Although insurgents and the army control different parts of the country, civilians are normally allowed to cross freely to shop or meet family members and friends.

The footage, posted by the opposition Bustan Al Qasr Information Office, showed men at the protest chanting, “the people want an end to the blockade.” A rebel fighter brandishes a pistol and then a gunshot is heard as the video ends.

An opposition activist group called the Aleppo Martyrs said rebels fired at the protesters, killing one person and wounding several others. But a resident at the protest said the man was killed prior to the protest by army sniper fire as he tried the cross between rebel and government-held territory. 

Rebels who now control many parts of the country are blamed for similar abuses by rights groups, including torture and harsh punishments imposed by religious courts.

Humanitarian aid organisations say their shipments have been blocked by both rebels and the army in many parts of Syria. “We are facing challenges delivering assistance throughout the country, especially in contested areas,” Jane Howard, a United Nations World Food Programme spokeswoman, said.

Howard said that WFP has tried eight times since October 2012 to deliver aid to Moadamiyeh, a suburb of Damascus that has been pummelled by air strikes and artillery. Although the area is only 5km from the WFP warehouse, Howard says convoys were “either turned back, did not get approval or came under fire.”

In Aleppo, the WFP has delivered rations to more than 250,000 people in the weeks leading up to Ramadan. “We have our fingers crossed that if Aleppo goes through a particularly difficult period, we’ve managed to get enough food into the city to tide people over for the next month,” she said. At the rebel checkpoint in the Aleppo neighbourhood of Bustan Al Qasr, a sign displayed by rebels read: “Food, medicine, oil, babies’ products, milk, vegetables, meat, bread: completely forbidden (from crossing).”

Residents in western Aleppo say food prices have jumped to more than ten times their original level and basics such as bread and flour have become harder to find.

Civilians say they are stockpiling food, such as bulgur wheat and rice, which are still available.
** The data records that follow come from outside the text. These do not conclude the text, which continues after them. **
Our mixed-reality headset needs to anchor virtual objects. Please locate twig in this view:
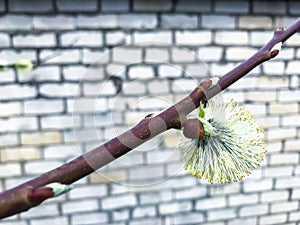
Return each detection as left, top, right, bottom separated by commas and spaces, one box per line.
0, 19, 300, 218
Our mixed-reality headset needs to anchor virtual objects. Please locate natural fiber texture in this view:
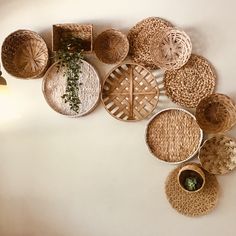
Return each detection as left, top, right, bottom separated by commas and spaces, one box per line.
94, 29, 129, 64
52, 24, 93, 52
199, 135, 236, 175
43, 61, 101, 117
102, 63, 159, 121
150, 27, 192, 70
164, 54, 216, 107
165, 163, 219, 216
128, 17, 172, 70
146, 108, 202, 163
196, 93, 236, 133
2, 30, 48, 79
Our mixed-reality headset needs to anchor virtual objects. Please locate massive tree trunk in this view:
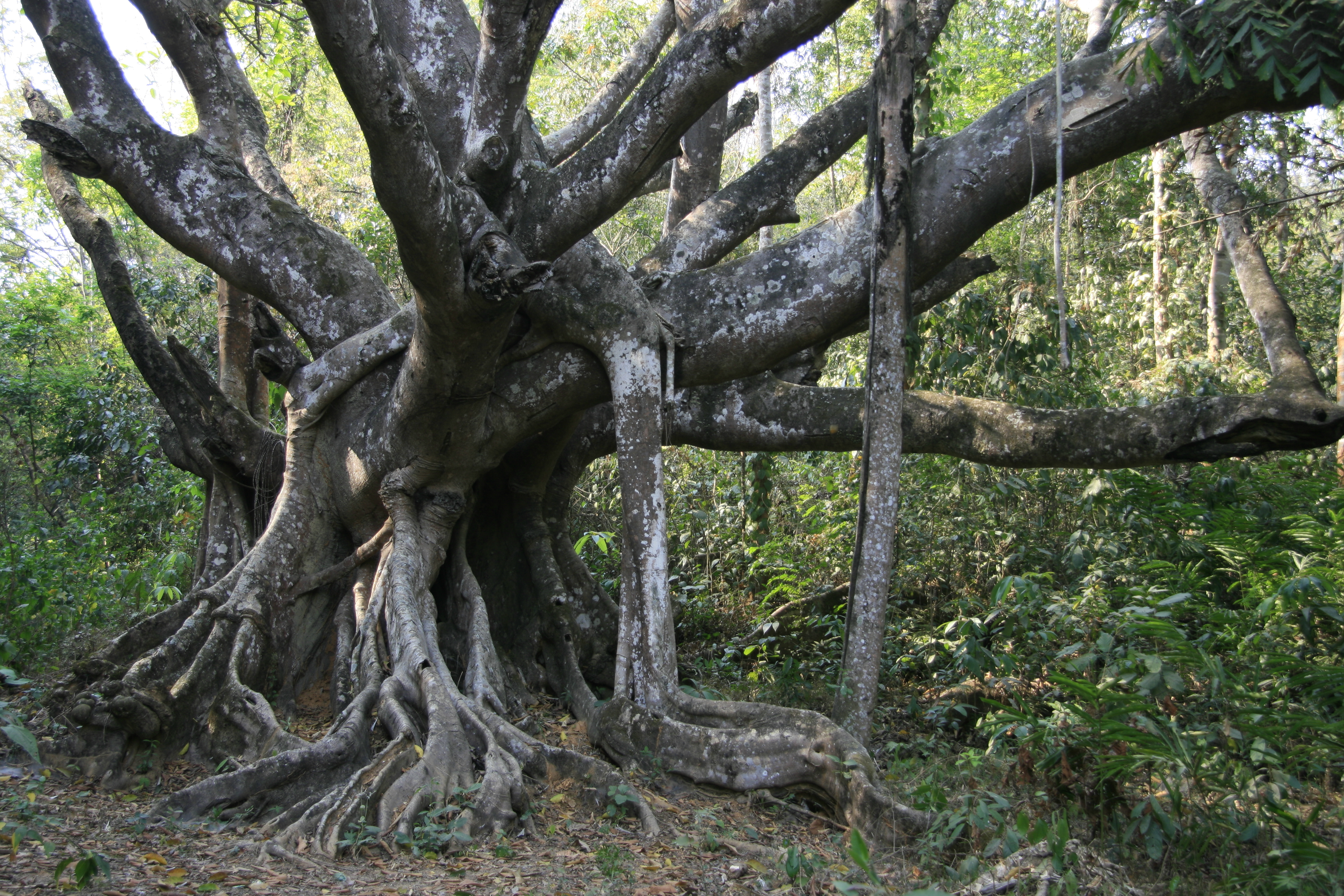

They say some  vegetables are still being sold in markets.

Meanwhile, the mainstream rebel Free Syrian Army accused Moscow of lying, when it said it had evidence that rebel fighters had used sarin nerve gas in an attack. The FSA “confirms that the Russian report on the revolutionaries’ use of sarin gas is false and fabricated”, the rebels’ political and media coordinator Louay Muqdad said. He said the rebels do not have such weaponry and charged that Moscow was “trying to cover for the regime” of Assad.

The statement came after Russia’s envoy to the United Nations said experts from his country had been to the scene of an attack at Khan Al Assal near Aleppo in March and gathered firsthand evidence. The United States rejected the Russian claims.